酒場でいつも散財して弟子である來にその尻拭いをさせるような人間だ。確かに空国王陛下の言葉は勿体ないなと感じた來。
「全く……相変わらずね。跪きなさいよ」
不服そうに口を尖らせて言う黄泉王女。
いつも、來が軍の中で一人で黙々と愚直に剣を振ってる事を知ってこうしてよく呼び立ててちょっかいを掛けている。

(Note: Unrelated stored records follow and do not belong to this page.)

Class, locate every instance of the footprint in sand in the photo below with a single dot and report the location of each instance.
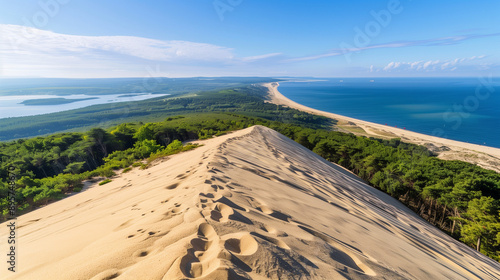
(241, 244)
(221, 212)
(202, 259)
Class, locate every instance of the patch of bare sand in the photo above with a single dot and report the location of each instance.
(249, 205)
(484, 156)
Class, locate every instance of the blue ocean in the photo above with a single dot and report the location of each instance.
(463, 109)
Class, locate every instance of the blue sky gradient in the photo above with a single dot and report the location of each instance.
(389, 38)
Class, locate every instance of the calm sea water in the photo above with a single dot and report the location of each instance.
(10, 105)
(464, 109)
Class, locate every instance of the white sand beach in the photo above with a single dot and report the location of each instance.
(252, 204)
(484, 156)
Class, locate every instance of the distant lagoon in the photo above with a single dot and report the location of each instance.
(463, 109)
(11, 105)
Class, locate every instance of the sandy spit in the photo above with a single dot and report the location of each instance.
(484, 156)
(248, 205)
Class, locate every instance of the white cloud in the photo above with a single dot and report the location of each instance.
(430, 65)
(26, 51)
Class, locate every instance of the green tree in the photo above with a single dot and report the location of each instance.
(480, 223)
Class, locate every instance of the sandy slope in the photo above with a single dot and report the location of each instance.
(251, 204)
(484, 156)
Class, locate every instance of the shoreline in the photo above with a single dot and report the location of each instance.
(484, 156)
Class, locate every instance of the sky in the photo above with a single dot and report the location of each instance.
(188, 38)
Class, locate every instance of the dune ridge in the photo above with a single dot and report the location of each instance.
(252, 204)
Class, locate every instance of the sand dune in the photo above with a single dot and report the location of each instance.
(249, 205)
(484, 156)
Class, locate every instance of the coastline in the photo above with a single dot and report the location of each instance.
(484, 156)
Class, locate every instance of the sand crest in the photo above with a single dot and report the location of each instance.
(248, 205)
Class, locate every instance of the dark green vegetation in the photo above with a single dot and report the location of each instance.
(52, 101)
(460, 198)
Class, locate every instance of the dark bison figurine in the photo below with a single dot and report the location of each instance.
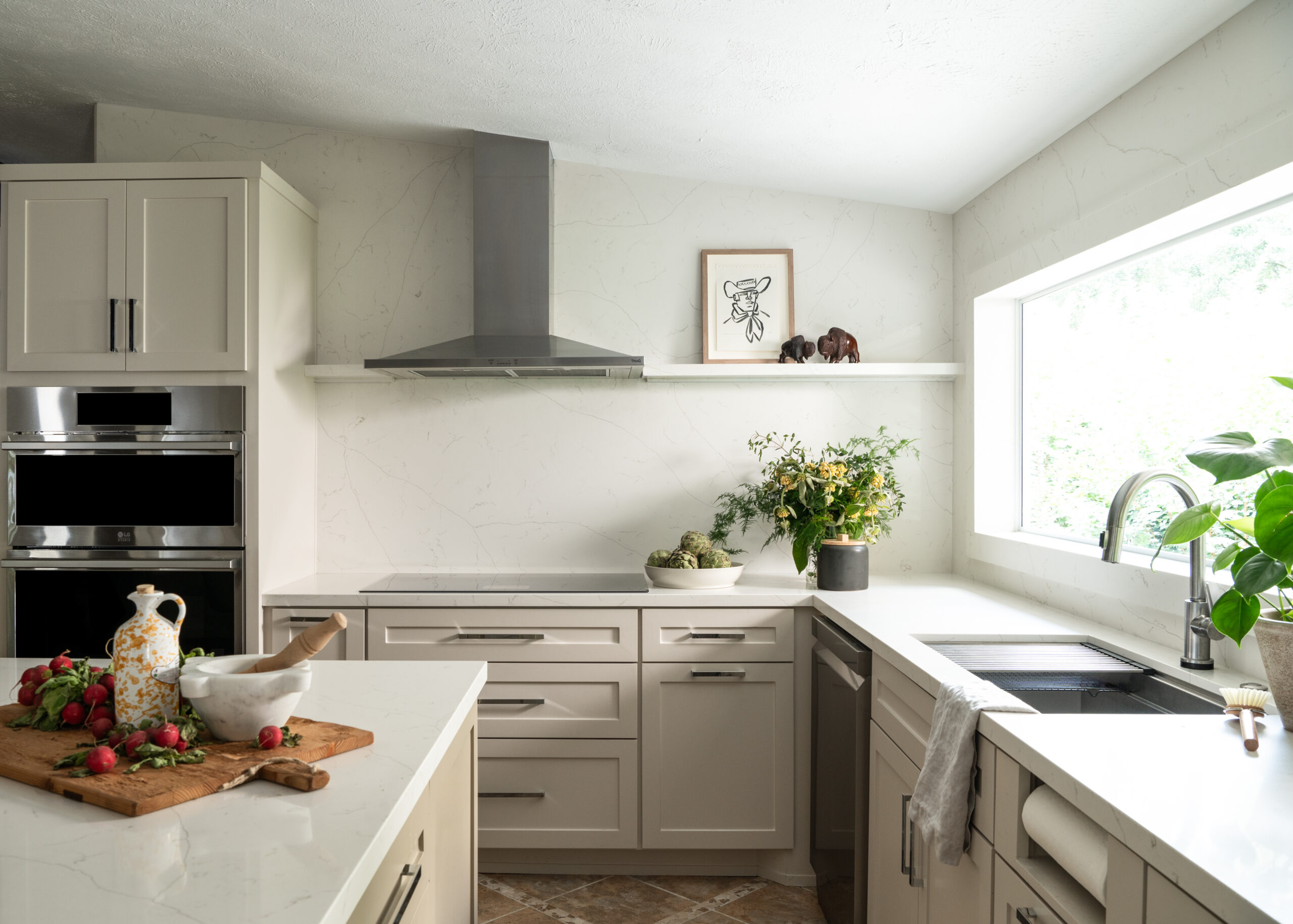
(836, 345)
(795, 349)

そのせいで來は軍の同僚、上司から妬まれているのを黄泉は知らない。
「生憎と今回の要件を聞いておりませんからね。聞かないことには、跪く事は出来ません」
淡々と告げる來。
「おい來っ、粗相を起こすなといった矢先で」
慙が來を怒鳴りつけようとするが、空国王が片手を上げてそれを止める。
「待て……。確かに來の言うとおりだ。黄泉、説明を」
空国王が黄泉に目を向けて促す。
玉座に座っていた黄泉が立ち上がると來の前へと移動する。そして來の顔を覗き込む。
「……?」
暫し見つめてくる黄泉を怪訝に思っていると頭にポンと手を置かれ
「背が低いのは相変わらずね」と満面の笑みで言う黄泉。
來はすぐさま自身の頭に置かれた手を振り払う。
「黄泉様……。貴方喧嘩売ってるんですか?」
笑顔で言う來。だがその瞳は笑っていない……爆発寸前だ。
「全く怒りっぽい人はモテないわよ」
「別にモテなくても良いですよ。それに、黄泉様が俺を侮辱しなければ怒らなくて済むのですがね」
二人は口論を始める。その光景を慙は呆れ顔。空国王は笑顔で見守っていた。
この二人のやり取りは初めてではない。7年も前から繰り広げられている光景で、空国王はいつも変わらない娘……黄泉と平民である來のやり取りを嬉しく思っていた。
「まぁ良いわ」
黄泉がやれやれといった様子で首を振りながら言ったあと
「來……貴方を私の専属従者に任命します」
「……は?」
來はその言葉に馬鹿丸出しの返事をする。
(今なんて、従者……俺が?)
黄泉の言葉に戸惑う來。今の状況でさえ常軌を逸しているというのに平民である來が黄泉の専属従者になったらと考えると……。
(めんどくせぇ)
頭を抱える來……。そして遠慮ガチに
「いや、あの……嬉しい申し出ですがお断りします」と答えると、真顔で黄泉が
「拒否権はないわ、決定事項よ」
「俺の意思はっ!?」
あまりの強引さに來はツッコミを入れる。
「大体……俺じゃなくて、光に頼めばいいじゃねえか」
来の言葉に顔を真っ赤にする黄泉。
「なっ……光は関係ないでしょっ」
そう言って数秒経った後笑顔になる。
「分かった〜。來、お姉さんにヤキモチ焼いてるんだ〜」
そう言って、再度來の頭に手を置き撫でる。來は撫でている黄泉の顔をジト目で睨んで
「誰がお姉さんだよ……。胸、まな板のくせに」
ボソリとそう呟く。撫でていた黄泉の手が止まる。
「な、何ですってっ!?」
そういうや否や、來の頭をボコスカ叩き始める。
「痛っ……おい、何すんだよっ!?」
「まな板って言った〜、私が一番気にしてる事なのに〜」
涙目で言いながら來の頭を叩き続ける黄泉を見て変わってないな、と内心で呟くと黄泉に気付かれないように微笑む來だった。